Tuesday, February 16, 2016

Dogs on couches


Paws gathered together in a bunch, draped over the edge of the couch like a bouquet of flowers tossed carelessly. Rounded head pushed into the crook where the armrest meets the couch back, black furry body flattened across seat cushions, breathing deeply, almost snoring. Murdoch the couch dog could be mistaken for a cuddly family pet, if you didn’t know any better.

He is eight years old now. According to a chart on the wall at our vet’s office that makes him a senior dog. This is unfathomable to me. Murdoch, though he has changed immeasurably over the years he’s lived with us, still has plenty of attitude to spare and will always be wild and untrainable in my mind.

In some ways he still is that crazy dog I found on the side of the road. He is not completely trustworthy, and when we have people over we always have to prepare them to meet the “beast”. “Just ignore him and you will be fine,” I always say. “He has personal space issues.”

We are quick to shut him in his kennel or shuttle him outside to the fenced-in run we made for the dogs a couple of years ago, depending on who is visiting, whether they are dog savvy or not, whether they are nervous or not. But mostly after people are around for a while, Murdoch relaxes into a pose that could almost pass for a regular dog, as long as no one looks him directly in the eye.

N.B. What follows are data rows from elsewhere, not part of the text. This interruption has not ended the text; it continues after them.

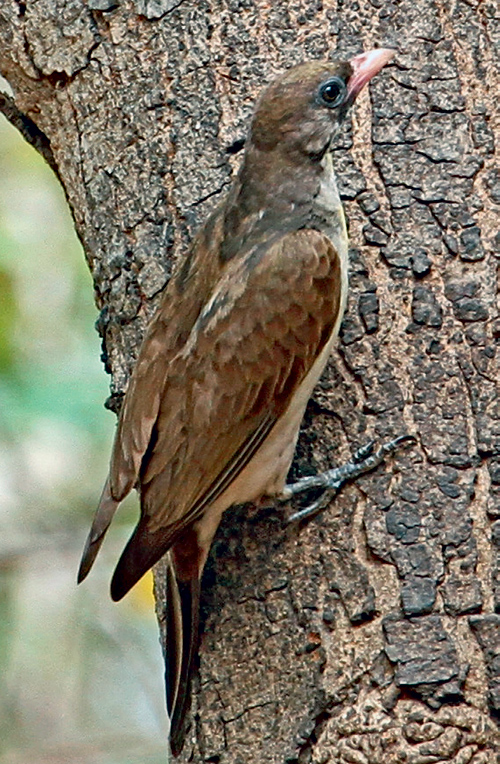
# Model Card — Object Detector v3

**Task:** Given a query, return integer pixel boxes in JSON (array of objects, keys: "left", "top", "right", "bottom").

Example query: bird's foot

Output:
[{"left": 280, "top": 434, "right": 416, "bottom": 524}]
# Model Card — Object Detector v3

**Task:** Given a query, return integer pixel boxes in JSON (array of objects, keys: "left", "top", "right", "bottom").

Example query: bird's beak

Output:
[{"left": 346, "top": 48, "right": 395, "bottom": 101}]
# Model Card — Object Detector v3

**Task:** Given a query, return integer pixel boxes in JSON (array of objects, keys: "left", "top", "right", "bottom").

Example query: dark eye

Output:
[{"left": 318, "top": 77, "right": 346, "bottom": 108}]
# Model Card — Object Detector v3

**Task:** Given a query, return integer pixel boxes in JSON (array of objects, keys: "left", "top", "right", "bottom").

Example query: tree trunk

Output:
[{"left": 1, "top": 1, "right": 499, "bottom": 761}]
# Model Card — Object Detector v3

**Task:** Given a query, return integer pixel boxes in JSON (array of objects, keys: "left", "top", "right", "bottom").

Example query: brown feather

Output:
[
  {"left": 108, "top": 209, "right": 229, "bottom": 501},
  {"left": 77, "top": 478, "right": 119, "bottom": 583}
]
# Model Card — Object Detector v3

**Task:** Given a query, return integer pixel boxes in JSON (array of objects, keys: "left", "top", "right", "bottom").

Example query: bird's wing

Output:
[
  {"left": 109, "top": 211, "right": 227, "bottom": 502},
  {"left": 110, "top": 227, "right": 343, "bottom": 601},
  {"left": 77, "top": 210, "right": 228, "bottom": 583}
]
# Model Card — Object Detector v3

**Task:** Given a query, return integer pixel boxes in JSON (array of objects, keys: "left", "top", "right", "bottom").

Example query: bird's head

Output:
[{"left": 250, "top": 49, "right": 394, "bottom": 160}]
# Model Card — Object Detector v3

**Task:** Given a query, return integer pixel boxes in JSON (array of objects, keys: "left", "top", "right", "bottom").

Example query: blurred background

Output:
[{"left": 0, "top": 100, "right": 168, "bottom": 763}]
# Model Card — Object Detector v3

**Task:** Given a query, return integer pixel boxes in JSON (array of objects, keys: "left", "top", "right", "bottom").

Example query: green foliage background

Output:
[{"left": 0, "top": 115, "right": 168, "bottom": 764}]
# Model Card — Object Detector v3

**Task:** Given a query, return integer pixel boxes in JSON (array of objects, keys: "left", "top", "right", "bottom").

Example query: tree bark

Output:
[{"left": 1, "top": 1, "right": 499, "bottom": 761}]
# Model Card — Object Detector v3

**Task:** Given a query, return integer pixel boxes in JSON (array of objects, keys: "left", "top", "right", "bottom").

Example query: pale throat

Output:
[
  {"left": 315, "top": 152, "right": 345, "bottom": 225},
  {"left": 314, "top": 149, "right": 349, "bottom": 314}
]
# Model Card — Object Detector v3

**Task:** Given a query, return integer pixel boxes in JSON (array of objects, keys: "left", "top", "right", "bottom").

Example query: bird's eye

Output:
[{"left": 317, "top": 77, "right": 346, "bottom": 108}]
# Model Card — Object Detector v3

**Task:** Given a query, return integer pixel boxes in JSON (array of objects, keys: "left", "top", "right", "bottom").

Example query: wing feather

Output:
[
  {"left": 108, "top": 211, "right": 227, "bottom": 501},
  {"left": 136, "top": 228, "right": 342, "bottom": 542}
]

Mostly we have spent our time with him redrawing boundaries every day. The problem, most likely, is my desire to treat him like the dog Bear was. Perfect in every way, trustworthy and trusting, cuddly and personable. Murdoch is not really any of these things and if I mistake that for even a second he is quick to correct me, with a growl or a snarl or, when I am particularly insistent that he should be someone he is not, a snap of his great, wide, jaw.

It was his domineering personality that decided it the day he showed up in our lives that he would not be allowed on the furniture, at least not on our current, human-use furniture. The old couch, decked out in candy-wrapper orange stripes, that was relegated to the dog zone when we moved to our house was an exception. Murdoch had a hand in destroying that couch along with every other animal who traipsed through our house, treating it like a throne to be defended or a trampoline to be enjoyed.

But the green couch in the living room was for Bear and myself and the cats. We would often pile on in a heap of fuzzy warmth. A classic couch dog, Bear completely relaxed in to snuggles, pink belly at the ready for a warm rub, obliged hugs and cheek pinches and showers of kisses. She even shared the space with Chestnut with minimum complaint, flopping her legs carelessly across his neck or moving as far back on the couch as possible to distance herself from his affectionate head-butts and jack hammer purr.

Murdoch never really showed much interest in getting on the green couch anyway, as though he chose this one thing to be reasonable about. It was Bear’s domain always and when she passed away, that didn’t change.

And then it did.

Somewhere in the couple of weeks leading up to Christmas Murdoch promoted himself to “couch dog”. I don’t know if Murdoch finally started to feel his age (which makes me unbearably sad) but one day we came home and heard the lazy clomp of clawed feet hitting hardwood after leaping from the couch. I know that sound very well. And then he was down the stairs and in the kitchen, wagging his tail widely, as if he had always been there, ears pinned to the side of his head, his roundest-eyed cute-dog mask firmly in place.

The next time he didn’t even bother to jump off the couch but stayed there until I wandered upstairs to find him splayed out, tail thumping sheepishly against the cushions as if awaiting his fate. ‘If she’s mad, then I guess it’s over, but if not… I am now a couch dog.’

Of course I wasn’t mad. He knows me well enough to know I wouldn’t be. “Look at you,” I said, my voice dripping, I’m sure, with sentiment and mushiness. And I sat beside him, wagging tail and all, ran my hand over his head, and was greeted with his customary growl.

“No!” I said. “No grumpy dogs on the couch.”

And so it has gone since Christmas, Murdoch and I sharing the couch. He on one end and me on the other, although occasionally he does flop his head in my lap or roll on his back, all four feet in the air and let me rub his belly. He snores and stretches and sleeps and sometimes growls and sometimes doesn’t.

I explain to him every day as he watches me wearily, his brown eyes brimming with his own thoughts on the matter that the couch is not for growly dogs. “If you are going to be a couch dog,” I say as I lay my head on his shoulder and listen to him grumble and complain. “You are going to be hugged.” He seems to agree, albeit reluctantly, that it is not such a terrible price to pay.